Renaming schizophrenia: a Japanese perspective
Abstract
In order to contribute to reduce the stigma related to schizophrenia and to improve clinical practice in the management of the disorder, the Japanese Society of Psychiatry and Neurology changed in 2002 the old term for the disorder, "Seishin Bunretsu Byo" ("mind-split-disease"), into the new term of "Togo Shitcho Sho" ("integration disorder"). The renaming was triggered by the request of a patients' families group. The main reasons for the renaming were the ambiguity of the old term, the recent advances in schizophrenia research, and the deep-rooted negative image of schizophrenia, in part related to the long-term inhumane treatment of most people with the disorder in the past. The renaming was associated with the shift from the Kraepelinian disease concept to the vulnerability-stress model. A survey carried out seven months after renaming in all prefectures of Japan found that the old term had been replaced by the new one in about 78% of cases. The renaming increased the percentage of cases in which patients were informed of the diagnosis from 36.7% to 69.7% in three years. Eighty-six percent of psychiatrists in the Miyagi prefecture found the new term more suitable to inform patients of the diagnosis as well as to explain the modern concept of the disorder. The Japanese treatment guideline for "Togo Shitcho Sho" was developed in 2004 under the framework of the vulnerability-stress model.

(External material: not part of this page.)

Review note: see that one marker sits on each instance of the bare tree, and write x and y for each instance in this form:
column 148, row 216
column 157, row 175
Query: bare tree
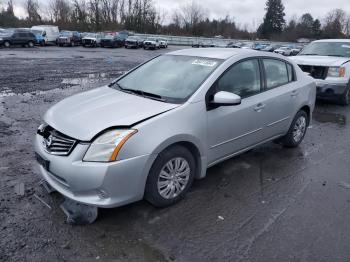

Schizophrenia is one of the leading causes of disabilityadjusted life years (DALYs) lost and years of life lived with disability in 15-44-years-olds in the world (1). In Japan, 260,000 patients with schizophrenia were treated every day in 1999, and 202,012 were admitted to a mental hospital in 2002. Patients with schizophrenia represented 53% of all inpatients with mental disorders in 2002, and their mean duration of hospitalization was 363.7 days in the same year.
After the 2001 World Health Day, a series of initiatives have been implemented in Japan to promote a community- based care instead of hospital-centered care. While the WPA Global Programme against Stigma and Discrimination because of Schizophrenia (2) was initiated in 1996, the Japanese Society of Psychiatry and Neurology (JSPN) had started its efforts to tackle the misunderstandings and deep-rooted prejudices about schizophrenia already in 1993. Part of these efforts has been the replacement of the old Japanese term for schizophrenia - "Seishin Bunretsu Byo" (i.e., "mind-split-disease") - by the new term "Togo Shitcho Sho" ("integration disorder"). The new term was approved by the JSPN General Assembly in August 2002. This paper reviews the impact of the renaming on psychiatric practice in Japan.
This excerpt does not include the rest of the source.